President Joe Biden, Transportation Secretary Pete Buttigieg, and other Democrats are hiding, not fixing, congestion at California’s ports. This is another example of Democrats placing their image ahead of the public’s well-being. Meanwhile, the problem is worsening.

At recent press conferences, Biden administration and California officials bragged about a 37 percent drop in the number of containers stacked more than eight days on land at Los Angeles and Long Beach; a 20 percent reduction in the number of container ships spending more than nine days at the docks; and a more than 40 percent drop in the number of ships waiting within 40 miles of both ports.

Thus, they proclaim, “Our solutions are working.” Each boast is a half-truth. The whole truth is: The container pile-up has moved elsewhere and increased. Ships wait longer to berth. The ship queue has moved farther offshore.

The pileup has moved offshore and to temporary storage sites on land. Private companies set up temporary sites in recent weeks. Containers shuttled there are omitted from the ports’ official count of landed containers waiting to be hauled across the United States.

Even more containers wait offshore. They sit on a Los Angeles and Long Beach ship queue that increased 30 percent between late October and early December. Late October was when authorities announced they would fine companies for containers lingering too long on land. A queued vessel is defined as waiting to tie up to a dock.

Thirty percent more waiting vessels equates to about 150,000 more 20-foot containers floating offshore. That 150,000 is several times the contemporaneous decrease in containers stacked on land.

Pouring salt into the wound, the 150,000 additional floating containers wait longer, as do all other floating containers. Wait times more than doubled between mid-October and early December, from about 11 days towards 24 days.

Harms caused by longer wait times overwhelm benefits from the “20 percent reduction in the number of container ships spending more than nine days at the docks.” By way of illustration, 3,000-plus ship days are now spent waiting to enter Los Angeles and Long Beach. Three thousand days is at least 150 times the ship days saved by the 20 percent reduction in the number of ships at berth more than nine days.

Ship days are estimated by multiplying the number of waiting (or berthed) ships by wait (or excess berth) time. Yes, much Kentucky windage underlies this metric, but the associated point will survive refinements.

The number of ships waiting within 40 miles of Los Angeles and Long Beach declined because most now wait more than 40 miles away. As of early December, 34 were within 40 miles while 62 were farther away. Far offshore ships have waited between San Francisco, Baja, Taiwan, and Japan. They did so with “official encouragement.”

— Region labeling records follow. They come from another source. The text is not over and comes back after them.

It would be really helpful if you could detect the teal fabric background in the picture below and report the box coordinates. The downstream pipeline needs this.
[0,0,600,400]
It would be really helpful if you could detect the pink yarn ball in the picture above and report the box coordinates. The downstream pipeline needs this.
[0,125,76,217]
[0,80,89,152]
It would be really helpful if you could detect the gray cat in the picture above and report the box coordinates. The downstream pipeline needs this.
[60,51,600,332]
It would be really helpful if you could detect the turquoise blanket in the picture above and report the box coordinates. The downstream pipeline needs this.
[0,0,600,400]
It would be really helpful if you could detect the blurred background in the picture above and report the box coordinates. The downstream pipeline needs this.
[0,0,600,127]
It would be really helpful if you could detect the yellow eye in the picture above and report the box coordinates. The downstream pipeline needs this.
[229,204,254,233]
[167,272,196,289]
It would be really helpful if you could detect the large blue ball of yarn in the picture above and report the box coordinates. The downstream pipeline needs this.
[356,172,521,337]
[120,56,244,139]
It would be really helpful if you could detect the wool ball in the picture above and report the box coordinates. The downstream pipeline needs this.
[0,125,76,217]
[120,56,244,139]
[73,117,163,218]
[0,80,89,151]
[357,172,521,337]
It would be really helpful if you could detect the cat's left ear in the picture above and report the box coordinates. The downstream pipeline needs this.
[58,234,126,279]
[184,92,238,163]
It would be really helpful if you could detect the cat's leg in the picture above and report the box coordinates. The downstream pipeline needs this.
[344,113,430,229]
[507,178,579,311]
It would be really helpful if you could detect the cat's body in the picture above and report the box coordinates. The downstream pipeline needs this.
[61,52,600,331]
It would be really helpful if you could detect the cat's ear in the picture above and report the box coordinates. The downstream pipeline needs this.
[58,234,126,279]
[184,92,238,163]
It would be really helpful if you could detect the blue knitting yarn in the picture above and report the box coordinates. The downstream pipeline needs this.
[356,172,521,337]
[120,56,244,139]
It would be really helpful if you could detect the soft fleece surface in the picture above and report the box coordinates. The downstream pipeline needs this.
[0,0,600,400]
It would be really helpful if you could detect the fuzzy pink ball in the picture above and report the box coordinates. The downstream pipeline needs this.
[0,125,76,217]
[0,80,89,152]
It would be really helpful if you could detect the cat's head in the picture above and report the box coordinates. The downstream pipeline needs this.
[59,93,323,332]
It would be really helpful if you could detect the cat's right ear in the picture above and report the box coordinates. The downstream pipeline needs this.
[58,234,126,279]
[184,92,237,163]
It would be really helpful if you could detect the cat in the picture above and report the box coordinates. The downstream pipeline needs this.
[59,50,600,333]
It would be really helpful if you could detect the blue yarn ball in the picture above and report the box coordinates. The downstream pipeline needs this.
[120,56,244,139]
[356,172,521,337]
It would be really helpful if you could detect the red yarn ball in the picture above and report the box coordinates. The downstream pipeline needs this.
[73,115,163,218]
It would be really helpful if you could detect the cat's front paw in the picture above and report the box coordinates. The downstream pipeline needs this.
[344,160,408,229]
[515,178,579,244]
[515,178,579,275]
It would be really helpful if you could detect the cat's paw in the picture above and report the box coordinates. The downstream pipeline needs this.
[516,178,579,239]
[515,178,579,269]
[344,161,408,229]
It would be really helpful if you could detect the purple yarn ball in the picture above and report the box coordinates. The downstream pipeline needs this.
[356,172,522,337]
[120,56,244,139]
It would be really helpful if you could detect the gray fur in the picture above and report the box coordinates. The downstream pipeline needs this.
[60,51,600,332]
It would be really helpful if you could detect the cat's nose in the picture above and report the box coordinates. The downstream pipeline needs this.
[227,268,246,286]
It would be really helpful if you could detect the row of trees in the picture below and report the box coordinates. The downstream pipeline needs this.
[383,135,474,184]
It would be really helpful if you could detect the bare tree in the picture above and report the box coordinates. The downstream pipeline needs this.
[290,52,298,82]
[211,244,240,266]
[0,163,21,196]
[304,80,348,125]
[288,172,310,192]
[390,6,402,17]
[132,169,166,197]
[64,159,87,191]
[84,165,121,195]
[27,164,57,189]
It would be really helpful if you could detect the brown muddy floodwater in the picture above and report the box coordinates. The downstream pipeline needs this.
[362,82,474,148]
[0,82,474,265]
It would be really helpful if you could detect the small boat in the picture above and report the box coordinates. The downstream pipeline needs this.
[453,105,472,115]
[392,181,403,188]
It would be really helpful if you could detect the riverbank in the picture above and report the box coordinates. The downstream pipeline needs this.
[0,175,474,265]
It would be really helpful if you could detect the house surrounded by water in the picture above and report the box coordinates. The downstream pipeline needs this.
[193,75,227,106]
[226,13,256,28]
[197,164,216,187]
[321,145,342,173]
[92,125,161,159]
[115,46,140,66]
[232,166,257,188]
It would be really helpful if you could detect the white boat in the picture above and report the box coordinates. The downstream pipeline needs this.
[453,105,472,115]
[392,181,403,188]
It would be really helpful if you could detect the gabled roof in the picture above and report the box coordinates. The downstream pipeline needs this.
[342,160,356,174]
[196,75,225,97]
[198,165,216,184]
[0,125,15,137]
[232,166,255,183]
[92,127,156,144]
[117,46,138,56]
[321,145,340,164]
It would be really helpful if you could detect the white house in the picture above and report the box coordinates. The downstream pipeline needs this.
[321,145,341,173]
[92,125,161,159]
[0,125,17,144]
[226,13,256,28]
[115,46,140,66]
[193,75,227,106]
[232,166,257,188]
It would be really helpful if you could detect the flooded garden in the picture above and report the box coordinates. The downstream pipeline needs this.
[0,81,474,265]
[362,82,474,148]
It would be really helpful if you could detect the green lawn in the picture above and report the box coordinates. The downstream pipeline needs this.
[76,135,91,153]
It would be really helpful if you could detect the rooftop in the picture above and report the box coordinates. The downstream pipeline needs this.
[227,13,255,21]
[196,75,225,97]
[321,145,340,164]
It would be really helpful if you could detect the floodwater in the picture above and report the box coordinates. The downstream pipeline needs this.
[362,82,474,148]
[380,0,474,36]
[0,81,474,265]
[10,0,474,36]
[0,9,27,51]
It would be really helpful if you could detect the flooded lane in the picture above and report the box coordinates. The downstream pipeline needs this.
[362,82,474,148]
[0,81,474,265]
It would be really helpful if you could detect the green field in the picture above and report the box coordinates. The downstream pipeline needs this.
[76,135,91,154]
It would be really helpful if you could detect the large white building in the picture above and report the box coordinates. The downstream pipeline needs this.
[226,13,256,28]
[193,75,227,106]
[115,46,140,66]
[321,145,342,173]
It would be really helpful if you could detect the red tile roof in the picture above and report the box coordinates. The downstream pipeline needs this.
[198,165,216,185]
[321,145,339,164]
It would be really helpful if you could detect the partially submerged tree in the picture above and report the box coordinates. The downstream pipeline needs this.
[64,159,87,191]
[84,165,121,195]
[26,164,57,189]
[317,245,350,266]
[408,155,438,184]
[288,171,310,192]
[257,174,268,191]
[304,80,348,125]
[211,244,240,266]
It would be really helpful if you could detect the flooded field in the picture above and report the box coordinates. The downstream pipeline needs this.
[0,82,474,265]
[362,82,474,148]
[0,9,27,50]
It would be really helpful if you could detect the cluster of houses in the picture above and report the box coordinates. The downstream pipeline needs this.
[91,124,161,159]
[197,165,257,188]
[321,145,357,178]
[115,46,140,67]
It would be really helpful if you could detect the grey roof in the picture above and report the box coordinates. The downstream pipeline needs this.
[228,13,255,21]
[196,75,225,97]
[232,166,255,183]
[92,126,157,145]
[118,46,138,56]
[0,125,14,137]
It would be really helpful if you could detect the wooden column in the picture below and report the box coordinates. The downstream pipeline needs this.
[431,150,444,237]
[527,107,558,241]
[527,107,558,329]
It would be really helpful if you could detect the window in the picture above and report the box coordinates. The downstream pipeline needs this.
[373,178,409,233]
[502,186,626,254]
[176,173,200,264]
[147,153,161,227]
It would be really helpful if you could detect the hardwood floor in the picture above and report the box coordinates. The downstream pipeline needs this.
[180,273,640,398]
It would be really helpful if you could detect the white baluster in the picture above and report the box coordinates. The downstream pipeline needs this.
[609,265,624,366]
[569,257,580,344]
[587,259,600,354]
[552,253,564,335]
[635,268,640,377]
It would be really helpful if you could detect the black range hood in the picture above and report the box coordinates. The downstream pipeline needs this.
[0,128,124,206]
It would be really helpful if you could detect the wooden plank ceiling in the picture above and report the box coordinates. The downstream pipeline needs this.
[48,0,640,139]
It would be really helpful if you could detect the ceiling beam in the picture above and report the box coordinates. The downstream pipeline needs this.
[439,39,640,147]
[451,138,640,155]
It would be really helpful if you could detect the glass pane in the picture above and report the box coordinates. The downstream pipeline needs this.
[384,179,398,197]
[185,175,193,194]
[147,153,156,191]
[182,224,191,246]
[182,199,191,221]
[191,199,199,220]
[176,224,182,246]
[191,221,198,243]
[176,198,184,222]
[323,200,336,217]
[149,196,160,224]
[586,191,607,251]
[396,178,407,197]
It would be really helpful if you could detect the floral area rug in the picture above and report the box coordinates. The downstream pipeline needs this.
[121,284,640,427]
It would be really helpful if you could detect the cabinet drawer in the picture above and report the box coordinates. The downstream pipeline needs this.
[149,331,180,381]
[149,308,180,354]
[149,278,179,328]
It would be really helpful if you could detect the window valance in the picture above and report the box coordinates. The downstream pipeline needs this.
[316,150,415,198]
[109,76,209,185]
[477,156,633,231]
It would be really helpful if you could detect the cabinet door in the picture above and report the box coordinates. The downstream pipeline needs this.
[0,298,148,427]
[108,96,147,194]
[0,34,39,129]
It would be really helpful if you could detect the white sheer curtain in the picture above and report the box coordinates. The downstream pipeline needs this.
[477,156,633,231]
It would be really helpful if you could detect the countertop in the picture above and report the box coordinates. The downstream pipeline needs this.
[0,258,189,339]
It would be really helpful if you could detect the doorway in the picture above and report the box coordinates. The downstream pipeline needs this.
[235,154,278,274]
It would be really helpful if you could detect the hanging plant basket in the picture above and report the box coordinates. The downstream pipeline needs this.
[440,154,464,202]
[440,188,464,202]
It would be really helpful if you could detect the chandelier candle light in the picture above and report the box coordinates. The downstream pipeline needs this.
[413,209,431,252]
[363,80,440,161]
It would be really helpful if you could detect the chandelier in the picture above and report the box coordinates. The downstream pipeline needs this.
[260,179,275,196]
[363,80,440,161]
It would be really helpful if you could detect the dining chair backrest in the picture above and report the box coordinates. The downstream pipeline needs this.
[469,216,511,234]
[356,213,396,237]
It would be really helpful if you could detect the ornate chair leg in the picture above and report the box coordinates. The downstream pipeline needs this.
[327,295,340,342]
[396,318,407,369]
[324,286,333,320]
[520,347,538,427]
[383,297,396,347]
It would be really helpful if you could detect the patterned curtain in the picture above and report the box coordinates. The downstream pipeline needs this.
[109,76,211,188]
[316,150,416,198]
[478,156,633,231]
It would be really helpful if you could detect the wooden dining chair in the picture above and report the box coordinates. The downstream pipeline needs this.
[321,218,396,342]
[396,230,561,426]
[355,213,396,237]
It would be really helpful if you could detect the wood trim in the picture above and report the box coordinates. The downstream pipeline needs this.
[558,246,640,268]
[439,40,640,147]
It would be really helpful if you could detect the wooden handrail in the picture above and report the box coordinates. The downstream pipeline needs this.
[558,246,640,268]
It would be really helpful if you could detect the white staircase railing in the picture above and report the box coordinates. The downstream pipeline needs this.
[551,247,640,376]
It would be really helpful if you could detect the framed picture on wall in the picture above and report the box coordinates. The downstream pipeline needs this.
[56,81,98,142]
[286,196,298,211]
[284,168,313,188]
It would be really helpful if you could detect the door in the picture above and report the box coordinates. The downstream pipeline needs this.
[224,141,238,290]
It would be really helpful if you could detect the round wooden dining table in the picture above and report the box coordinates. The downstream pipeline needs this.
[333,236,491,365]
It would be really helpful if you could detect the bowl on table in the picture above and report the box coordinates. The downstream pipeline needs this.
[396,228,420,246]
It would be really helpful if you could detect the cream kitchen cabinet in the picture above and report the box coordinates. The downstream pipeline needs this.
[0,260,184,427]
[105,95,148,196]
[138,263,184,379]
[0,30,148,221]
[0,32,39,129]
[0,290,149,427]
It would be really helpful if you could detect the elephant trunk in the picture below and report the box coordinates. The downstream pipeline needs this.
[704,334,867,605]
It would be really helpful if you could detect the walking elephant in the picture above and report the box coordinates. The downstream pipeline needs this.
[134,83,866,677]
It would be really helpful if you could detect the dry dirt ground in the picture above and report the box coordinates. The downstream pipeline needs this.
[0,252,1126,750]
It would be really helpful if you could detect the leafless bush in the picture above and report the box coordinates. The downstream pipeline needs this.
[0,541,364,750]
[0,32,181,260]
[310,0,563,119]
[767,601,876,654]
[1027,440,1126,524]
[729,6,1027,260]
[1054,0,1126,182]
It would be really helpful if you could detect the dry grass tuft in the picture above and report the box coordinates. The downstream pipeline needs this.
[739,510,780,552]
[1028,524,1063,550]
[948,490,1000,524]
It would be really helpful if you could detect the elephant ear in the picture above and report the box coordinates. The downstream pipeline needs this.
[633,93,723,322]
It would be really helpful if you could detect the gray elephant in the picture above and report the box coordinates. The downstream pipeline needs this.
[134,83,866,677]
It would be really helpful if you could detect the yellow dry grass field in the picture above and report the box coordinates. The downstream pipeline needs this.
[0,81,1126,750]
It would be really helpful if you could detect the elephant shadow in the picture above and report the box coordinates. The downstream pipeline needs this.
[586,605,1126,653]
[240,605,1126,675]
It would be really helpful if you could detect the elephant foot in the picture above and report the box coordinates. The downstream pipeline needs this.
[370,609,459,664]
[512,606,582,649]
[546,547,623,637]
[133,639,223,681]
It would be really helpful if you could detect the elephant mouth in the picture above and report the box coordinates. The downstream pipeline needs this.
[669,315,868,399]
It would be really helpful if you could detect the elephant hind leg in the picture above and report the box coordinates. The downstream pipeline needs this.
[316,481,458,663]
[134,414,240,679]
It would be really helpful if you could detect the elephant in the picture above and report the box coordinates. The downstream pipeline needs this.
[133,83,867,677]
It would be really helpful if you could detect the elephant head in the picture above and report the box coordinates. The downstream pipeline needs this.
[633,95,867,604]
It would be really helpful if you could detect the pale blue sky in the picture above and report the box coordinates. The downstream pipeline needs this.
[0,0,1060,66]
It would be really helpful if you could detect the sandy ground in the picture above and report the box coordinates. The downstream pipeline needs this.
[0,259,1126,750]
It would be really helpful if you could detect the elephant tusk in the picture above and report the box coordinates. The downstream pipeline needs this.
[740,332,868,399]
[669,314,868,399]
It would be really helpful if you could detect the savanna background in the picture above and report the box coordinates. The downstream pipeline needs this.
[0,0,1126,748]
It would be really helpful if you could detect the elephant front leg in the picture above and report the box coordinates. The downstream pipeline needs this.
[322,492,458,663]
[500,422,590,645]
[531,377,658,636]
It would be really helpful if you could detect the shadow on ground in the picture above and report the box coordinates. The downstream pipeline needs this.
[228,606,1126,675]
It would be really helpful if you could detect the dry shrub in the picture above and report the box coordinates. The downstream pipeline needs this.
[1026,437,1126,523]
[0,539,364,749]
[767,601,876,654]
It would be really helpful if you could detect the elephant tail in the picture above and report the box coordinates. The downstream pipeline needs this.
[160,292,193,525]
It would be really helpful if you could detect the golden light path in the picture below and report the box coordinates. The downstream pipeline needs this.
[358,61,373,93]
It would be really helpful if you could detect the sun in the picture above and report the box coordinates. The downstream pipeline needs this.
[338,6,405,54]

Scattering waiting ships across the Pacific Ocean eliminates the aerial photos that embarrassed President Biden, Buttigieg, California Democrats, bureaucrats, and others. However, scattering vessels did not shorten the ship queue. The queue set another record high in early December.

Graph derived from author tabulations of data from The Marine Exchange of Southern California as reported by Western Overseas and FreightWaves, the Port of Los Angeles, and the Port of Long Beach.

For more data, go here for the Port of Los Angeles daily reports, the Port of Long Beach reports, and The Marine Exchange of Southern California. All support points made above.

The offshore container pileup, ship queue, and wait times will not go away and may worsen until fundamental causes are fixed. Cures include easing regulations limiting the number of trucks and drivers available to haul more freight from California to destinations across the United States.